Vergangenen Sommer schrieb Saud al-Kahtani auf seinem offiziellen Twitterprofil nämlich: "Glauben Sie, ich könnte einfach auf eigene Faust ohne Anweisungen handeln? Ich bin ein Angestellter und ehrlicher Vollstrecker der Befehle von meinem Herren, dem König, und seiner Hoheit dem Kronprinz". Er soll genau das gemacht haben, was er in seinem Tweet als unmöglich darstellt: Ohne Wissen von Kronprinz Mohammed zu handeln.

Der Tweet Al-Kahtanis vom August 2017 verbreitete sich am Samstag rasant, nachdem Saudi-Arabien eingestanden hatte, Khashoggi sei in seinem Istanbuler Konsulat getötet worden.

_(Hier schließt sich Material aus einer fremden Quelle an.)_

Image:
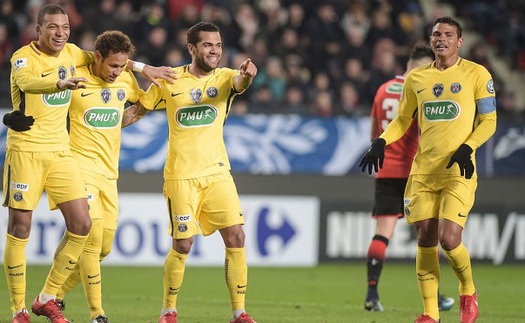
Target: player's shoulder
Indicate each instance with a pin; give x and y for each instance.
(393, 85)
(470, 65)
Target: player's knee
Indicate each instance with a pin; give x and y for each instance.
(235, 239)
(182, 246)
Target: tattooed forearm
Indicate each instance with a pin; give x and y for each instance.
(133, 114)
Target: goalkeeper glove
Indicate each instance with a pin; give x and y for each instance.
(18, 121)
(374, 156)
(462, 157)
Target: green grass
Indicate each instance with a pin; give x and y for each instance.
(327, 293)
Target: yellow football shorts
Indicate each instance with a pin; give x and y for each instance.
(102, 194)
(439, 197)
(28, 174)
(202, 205)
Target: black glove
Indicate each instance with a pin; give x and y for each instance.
(374, 156)
(18, 121)
(462, 157)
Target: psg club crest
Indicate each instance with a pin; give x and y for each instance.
(438, 90)
(62, 73)
(105, 95)
(18, 196)
(455, 88)
(212, 92)
(196, 95)
(121, 95)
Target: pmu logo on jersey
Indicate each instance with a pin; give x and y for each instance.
(19, 187)
(62, 73)
(438, 89)
(199, 116)
(183, 218)
(57, 99)
(455, 88)
(121, 95)
(440, 110)
(105, 95)
(102, 117)
(212, 92)
(21, 62)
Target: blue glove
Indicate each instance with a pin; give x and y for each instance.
(462, 157)
(374, 156)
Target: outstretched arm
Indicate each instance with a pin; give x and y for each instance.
(248, 70)
(152, 73)
(133, 114)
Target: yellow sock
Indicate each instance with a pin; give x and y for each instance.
(236, 273)
(107, 242)
(428, 275)
(72, 281)
(15, 270)
(459, 260)
(173, 275)
(64, 262)
(90, 268)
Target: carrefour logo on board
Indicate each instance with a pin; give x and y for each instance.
(441, 110)
(57, 99)
(102, 117)
(199, 116)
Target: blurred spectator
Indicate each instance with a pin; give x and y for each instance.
(262, 101)
(355, 74)
(349, 102)
(320, 84)
(383, 27)
(356, 19)
(153, 16)
(155, 48)
(355, 47)
(244, 27)
(322, 105)
(384, 66)
(325, 33)
(294, 100)
(296, 72)
(8, 18)
(273, 77)
(177, 7)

Und er zeigt, welches Problem die Herrscher haben: Ihre Version des Verbrechens, die die Königsfamilie entlasten soll, erscheint vielen unglaubwürdig.

Die regierungsnahe türkische Zeitung "Yeni Safak" berichtete zudem, dass einer der 15 Verdächtigen bereits in der vergangenen Woche bei einem "mysteriösen Verkehrsunfall" ums Leben gekommen sein soll.

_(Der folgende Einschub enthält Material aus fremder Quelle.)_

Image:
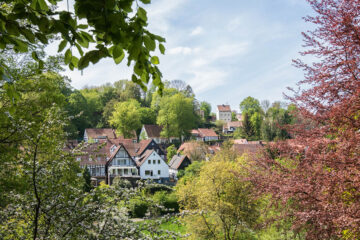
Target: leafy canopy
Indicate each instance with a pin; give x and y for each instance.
(110, 30)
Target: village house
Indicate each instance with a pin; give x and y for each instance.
(154, 132)
(248, 148)
(177, 163)
(121, 164)
(204, 135)
(152, 166)
(136, 149)
(230, 127)
(223, 113)
(96, 134)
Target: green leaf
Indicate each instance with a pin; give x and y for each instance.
(82, 26)
(120, 58)
(157, 37)
(28, 35)
(142, 14)
(117, 51)
(74, 61)
(33, 4)
(149, 43)
(20, 45)
(12, 28)
(43, 5)
(41, 37)
(83, 62)
(162, 48)
(35, 56)
(68, 56)
(79, 49)
(155, 60)
(41, 64)
(62, 45)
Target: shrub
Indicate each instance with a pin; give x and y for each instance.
(138, 208)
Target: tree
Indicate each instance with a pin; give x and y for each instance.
(206, 107)
(250, 104)
(27, 23)
(176, 115)
(221, 203)
(77, 107)
(126, 118)
(87, 180)
(317, 171)
(251, 107)
(246, 130)
(171, 151)
(148, 115)
(233, 116)
(275, 122)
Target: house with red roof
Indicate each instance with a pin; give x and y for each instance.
(98, 134)
(121, 164)
(152, 131)
(177, 163)
(152, 166)
(223, 113)
(230, 127)
(204, 134)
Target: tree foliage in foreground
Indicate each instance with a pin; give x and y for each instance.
(25, 24)
(221, 203)
(318, 171)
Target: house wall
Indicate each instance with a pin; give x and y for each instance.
(206, 139)
(122, 165)
(162, 166)
(223, 116)
(154, 146)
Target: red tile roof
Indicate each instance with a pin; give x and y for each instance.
(205, 132)
(144, 156)
(240, 141)
(233, 124)
(153, 131)
(224, 108)
(134, 148)
(247, 148)
(176, 161)
(95, 133)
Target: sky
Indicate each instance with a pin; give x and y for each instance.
(226, 50)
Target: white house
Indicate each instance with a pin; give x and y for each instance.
(230, 127)
(223, 113)
(121, 164)
(154, 132)
(152, 166)
(204, 134)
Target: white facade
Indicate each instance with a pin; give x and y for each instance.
(122, 165)
(154, 167)
(223, 116)
(158, 140)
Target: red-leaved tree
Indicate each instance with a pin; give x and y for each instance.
(317, 173)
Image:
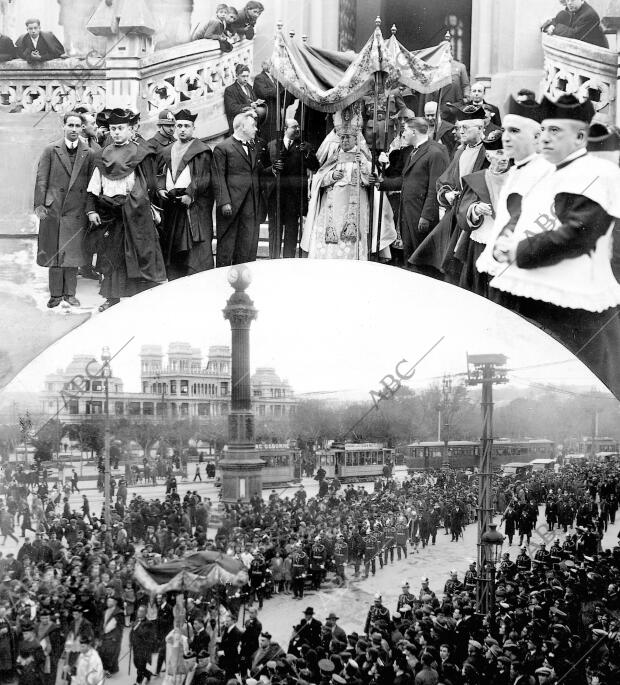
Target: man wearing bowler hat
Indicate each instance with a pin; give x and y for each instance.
(185, 187)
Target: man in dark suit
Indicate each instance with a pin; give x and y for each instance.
(141, 638)
(63, 173)
(38, 46)
(476, 98)
(238, 164)
(265, 88)
(239, 96)
(419, 209)
(579, 21)
(228, 652)
(292, 158)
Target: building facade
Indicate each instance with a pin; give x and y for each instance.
(178, 385)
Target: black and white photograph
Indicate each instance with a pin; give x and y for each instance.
(297, 295)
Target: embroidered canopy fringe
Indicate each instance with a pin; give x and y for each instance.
(328, 81)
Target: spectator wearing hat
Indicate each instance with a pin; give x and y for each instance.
(119, 206)
(245, 22)
(164, 137)
(239, 96)
(559, 275)
(111, 634)
(430, 255)
(185, 187)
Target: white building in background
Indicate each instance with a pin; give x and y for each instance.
(178, 385)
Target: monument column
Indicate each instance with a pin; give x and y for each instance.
(240, 467)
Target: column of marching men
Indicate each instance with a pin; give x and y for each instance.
(68, 596)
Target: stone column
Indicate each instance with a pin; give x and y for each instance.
(241, 468)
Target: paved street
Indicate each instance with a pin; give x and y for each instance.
(351, 601)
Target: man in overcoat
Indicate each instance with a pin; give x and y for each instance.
(62, 177)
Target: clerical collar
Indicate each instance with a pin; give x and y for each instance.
(582, 152)
(524, 162)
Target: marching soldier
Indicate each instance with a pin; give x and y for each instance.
(405, 603)
(390, 540)
(299, 571)
(542, 555)
(379, 534)
(257, 579)
(523, 562)
(341, 555)
(556, 549)
(376, 613)
(402, 532)
(471, 577)
(318, 556)
(453, 584)
(507, 567)
(370, 551)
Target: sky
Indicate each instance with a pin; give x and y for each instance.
(331, 328)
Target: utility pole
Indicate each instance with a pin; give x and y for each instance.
(446, 392)
(105, 371)
(486, 370)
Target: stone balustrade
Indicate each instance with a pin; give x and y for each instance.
(192, 75)
(584, 70)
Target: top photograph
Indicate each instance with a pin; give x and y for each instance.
(471, 141)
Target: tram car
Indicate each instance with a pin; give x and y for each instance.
(355, 462)
(465, 454)
(282, 464)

Die offizielle saudische Version, die in den Staatsmedien verbreitet wird, lautet: die Spitze der Königsfamilie habe von der Operation in Istanbul nichts gewusst. Angesichts des immensen internationalen Drucks muss das Herrscherhaus eine Version des Mordes vorlegen, die Kronprinz und König schützt und drohende Sanktionen vor allem der Vereinigten Staaten abwendet.

Dabei torpediert die Türkei diese Version immer wieder mit neuen Informationen, die aus Ermittlerkreisen in türkischen Medien veröffentlicht werden. Diese hatten schon kurz nach dem Verschwinden Khashoggis von einem Tötungsteam gesprochen, das gezielt für den Mord nach Istanbul geflogen sein soll. Auf einem Audiomitschnitt aus dem Konsulat ist laut Medien zu hören, wie Khashoggi gefoltert, getötet und sein Leichnam zerstückelt wird.

Mehreren Mitgliedern des saudischen "Befragungs"-Teams ist die Nähe zu Kronprinz Mohammed nachgewiesen worden. So sind mindestens vier von ihnen mit dem Prinzen auf Auslandsreisen gefahren. Und auch eine entscheidende Frage ist noch offen: Wo ist die Leiche Khashoggis?

Der stellvertretende Vorsitzende von Erdogans Regierungspartei AKP, Numan Kurtulmus, bat am Sonntag erneut um Geduld. Zunächst müssten alle Indizien ausgewertet werden, dann werde man die Ergebnisse veröffentlichen, sagte er. Die Ermittler verfügten über "starke Erkenntnisse" und die Türkei werde nicht zulassen, dass etwas verschleiert werde.

Nun kommt es vor allem darauf an, ob US-Präsident Donald Trump die neue Erklärung akzeptiert oder ob er den Druck erhöht. Und auch die Türkei könnte das saudische Königshaus weiter unter Druck setzen. Das Bild des jungen dynamischen Reformers MbS jedenfalls ist mit dem Tod Khashoggis stark angekratzt.